Ripper was quite fond of Marge Dursley. Ripper needed Marge, since he couldn't really live alone, and Marge needed Ripper. She LIKED Ripper. She talked to Ripper much of the time. Ripper wasn't connected to Freak all of the time, well he was, but not in a conscious way. Freak could always ... feel ... hear ... Ripper, but Freak didn't have to be right there. Freak was there watching telly, though, any time Ripper was in front of it.
Ripper was when Freak learned that other people couldn't hear thoughts. His Aunt and Uncle rarely thought one thing, and said another ... unless they were talking to each other, and even then, not often. Telly was Freak's greatest educator. Vernon and Dudley watched useless shows, like sports and cartoons. Petunia rarely watched telly, prefering raw neighborhood gossip and magazines, or books. Marge liked to watch news, documentaries, and other interesting programs about different places in the world.

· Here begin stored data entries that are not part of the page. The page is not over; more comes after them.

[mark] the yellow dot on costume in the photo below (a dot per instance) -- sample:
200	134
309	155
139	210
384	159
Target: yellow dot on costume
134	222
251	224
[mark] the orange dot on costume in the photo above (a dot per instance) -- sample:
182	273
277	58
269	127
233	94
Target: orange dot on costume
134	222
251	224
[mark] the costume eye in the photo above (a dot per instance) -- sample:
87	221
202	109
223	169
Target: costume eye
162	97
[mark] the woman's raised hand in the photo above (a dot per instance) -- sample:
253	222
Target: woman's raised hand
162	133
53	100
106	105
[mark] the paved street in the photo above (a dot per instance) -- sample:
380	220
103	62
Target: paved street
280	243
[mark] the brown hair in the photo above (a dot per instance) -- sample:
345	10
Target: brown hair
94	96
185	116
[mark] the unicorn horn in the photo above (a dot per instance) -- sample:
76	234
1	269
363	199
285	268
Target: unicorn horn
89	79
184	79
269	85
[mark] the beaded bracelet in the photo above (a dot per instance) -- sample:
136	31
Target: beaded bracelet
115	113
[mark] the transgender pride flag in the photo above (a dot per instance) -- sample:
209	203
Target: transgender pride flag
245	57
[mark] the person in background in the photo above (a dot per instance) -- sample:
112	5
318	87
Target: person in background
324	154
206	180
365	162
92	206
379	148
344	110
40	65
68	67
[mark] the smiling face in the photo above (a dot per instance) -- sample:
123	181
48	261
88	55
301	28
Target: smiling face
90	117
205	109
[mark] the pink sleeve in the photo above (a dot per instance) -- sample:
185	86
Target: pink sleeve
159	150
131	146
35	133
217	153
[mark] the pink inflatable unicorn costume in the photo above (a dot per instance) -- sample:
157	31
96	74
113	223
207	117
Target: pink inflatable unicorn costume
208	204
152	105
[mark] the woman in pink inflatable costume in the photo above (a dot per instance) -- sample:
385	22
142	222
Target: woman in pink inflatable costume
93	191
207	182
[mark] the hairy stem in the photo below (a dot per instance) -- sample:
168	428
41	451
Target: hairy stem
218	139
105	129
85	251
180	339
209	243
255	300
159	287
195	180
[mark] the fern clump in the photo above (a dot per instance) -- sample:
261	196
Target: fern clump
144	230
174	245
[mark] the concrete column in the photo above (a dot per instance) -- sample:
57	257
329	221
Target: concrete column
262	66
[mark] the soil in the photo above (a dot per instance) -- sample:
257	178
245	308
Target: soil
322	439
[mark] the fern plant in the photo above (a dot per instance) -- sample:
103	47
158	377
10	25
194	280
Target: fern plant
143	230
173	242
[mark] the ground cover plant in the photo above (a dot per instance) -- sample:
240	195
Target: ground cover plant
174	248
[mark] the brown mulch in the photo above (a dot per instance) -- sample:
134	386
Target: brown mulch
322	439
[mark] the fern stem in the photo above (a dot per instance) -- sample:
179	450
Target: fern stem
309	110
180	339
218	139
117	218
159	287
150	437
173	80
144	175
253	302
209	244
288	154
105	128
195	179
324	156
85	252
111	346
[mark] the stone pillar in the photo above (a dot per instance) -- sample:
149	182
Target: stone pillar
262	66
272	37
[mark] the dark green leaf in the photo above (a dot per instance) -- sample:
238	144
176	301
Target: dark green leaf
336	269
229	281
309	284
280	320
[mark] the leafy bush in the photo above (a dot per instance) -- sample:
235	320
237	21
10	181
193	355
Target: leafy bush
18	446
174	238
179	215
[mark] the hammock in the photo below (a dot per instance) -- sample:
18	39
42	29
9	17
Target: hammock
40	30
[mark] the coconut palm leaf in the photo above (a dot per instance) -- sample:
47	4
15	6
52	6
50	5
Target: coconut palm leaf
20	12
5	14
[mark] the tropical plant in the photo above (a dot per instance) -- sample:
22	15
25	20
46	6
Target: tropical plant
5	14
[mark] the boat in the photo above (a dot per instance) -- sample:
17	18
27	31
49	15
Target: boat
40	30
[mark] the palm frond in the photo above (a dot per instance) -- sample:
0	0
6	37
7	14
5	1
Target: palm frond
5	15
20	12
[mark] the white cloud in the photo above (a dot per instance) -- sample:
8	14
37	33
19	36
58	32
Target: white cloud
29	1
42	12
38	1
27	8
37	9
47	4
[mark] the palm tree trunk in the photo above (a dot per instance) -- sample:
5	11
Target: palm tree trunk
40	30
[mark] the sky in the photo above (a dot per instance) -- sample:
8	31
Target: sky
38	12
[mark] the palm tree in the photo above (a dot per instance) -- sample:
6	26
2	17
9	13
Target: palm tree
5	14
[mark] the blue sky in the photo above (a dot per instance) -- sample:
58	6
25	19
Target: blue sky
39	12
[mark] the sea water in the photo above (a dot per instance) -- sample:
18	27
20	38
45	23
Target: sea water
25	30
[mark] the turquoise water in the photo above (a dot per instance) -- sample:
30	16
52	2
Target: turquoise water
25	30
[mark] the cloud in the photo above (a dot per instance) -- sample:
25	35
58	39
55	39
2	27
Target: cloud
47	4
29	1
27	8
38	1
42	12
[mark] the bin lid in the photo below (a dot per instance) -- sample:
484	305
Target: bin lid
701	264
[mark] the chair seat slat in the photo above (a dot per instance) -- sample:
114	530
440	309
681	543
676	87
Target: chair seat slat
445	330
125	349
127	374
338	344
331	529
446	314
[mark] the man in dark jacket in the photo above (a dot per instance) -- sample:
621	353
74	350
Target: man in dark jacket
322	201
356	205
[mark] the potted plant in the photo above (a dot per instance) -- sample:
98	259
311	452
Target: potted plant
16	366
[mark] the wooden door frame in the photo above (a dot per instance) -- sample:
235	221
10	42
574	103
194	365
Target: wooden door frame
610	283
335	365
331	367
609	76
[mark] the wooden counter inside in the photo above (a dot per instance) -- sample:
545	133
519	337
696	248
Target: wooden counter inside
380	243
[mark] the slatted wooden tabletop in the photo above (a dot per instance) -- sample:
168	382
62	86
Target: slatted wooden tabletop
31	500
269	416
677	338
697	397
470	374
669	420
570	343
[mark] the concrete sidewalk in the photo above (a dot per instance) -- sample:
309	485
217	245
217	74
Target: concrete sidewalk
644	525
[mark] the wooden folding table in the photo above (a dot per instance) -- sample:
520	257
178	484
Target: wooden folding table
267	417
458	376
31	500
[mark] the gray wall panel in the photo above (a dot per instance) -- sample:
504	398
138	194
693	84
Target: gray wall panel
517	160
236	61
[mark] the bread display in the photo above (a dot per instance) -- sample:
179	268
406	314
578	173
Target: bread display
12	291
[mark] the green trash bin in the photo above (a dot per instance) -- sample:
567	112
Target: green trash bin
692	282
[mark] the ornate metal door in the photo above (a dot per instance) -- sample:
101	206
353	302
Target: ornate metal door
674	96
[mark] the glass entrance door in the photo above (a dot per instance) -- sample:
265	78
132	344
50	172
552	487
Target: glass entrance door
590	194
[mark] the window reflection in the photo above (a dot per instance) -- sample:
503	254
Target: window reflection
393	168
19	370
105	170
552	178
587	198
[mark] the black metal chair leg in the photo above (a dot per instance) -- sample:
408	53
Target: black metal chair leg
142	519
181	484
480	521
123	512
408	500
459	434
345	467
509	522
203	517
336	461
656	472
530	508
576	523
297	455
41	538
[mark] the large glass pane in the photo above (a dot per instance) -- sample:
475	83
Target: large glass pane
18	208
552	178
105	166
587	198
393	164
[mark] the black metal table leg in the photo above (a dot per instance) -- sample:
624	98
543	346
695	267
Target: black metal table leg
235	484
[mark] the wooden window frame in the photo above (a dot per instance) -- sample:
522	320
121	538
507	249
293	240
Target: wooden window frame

The summer Freak turned six, he started regularly weeding Aunt Petunia's garden. He wasn't such a self-imposed prisoner of the house. He liked weeding the garden. Freak sent his mind out nearby, and found other animals. Rat became Freak, and Freak became Rat. Birds became Freak, and Freak became birds. Squirrels became Freak, and Freak became squirrels. All became one, sort of.
Squirrels were like mice ... easy to impress, but not much there, even after Freak rewired them, wiping out much of their instincts by the time he was finished. No one noticed the smarter squirrels, that didn't breed. Birds had even less brain to work with, but it was fun to fly. Freak went all over Surrey, as birds. Rat could go places most couldn't go. Squirrels could jump from tree to tree. Birds, squirrels, and rat were completely Freak. One Squirrel was snatched up by a hawk. That wasn't any fun. Freak never got ran over by a car.
Freak went to school that fall, with Dudley, his cousin. School was a new experience for Freak. Freak found out he had another name, for school time. His name was Harry Potter. He had never really been around kid's his own age. He rarely spoke, and it showed. It didn't take long for the other kids to pick up on Freak's strange behavior, and Dudley only cast their impressions in concrete. Freak still only spoke when directly addressed, and sometimes, not even then. Freak's teacher was consumed in doing her job, and kept busy. She couldn't spend much time, with just one odd child. Freak wasn't drawn to the other kids at all. They were just too ... giddy, and truth be known, stupid. Freak didn't trust people, just on general principles. Freak didn't need people, and he didn't dare reach out to them with his mind. He had himself. That was enough.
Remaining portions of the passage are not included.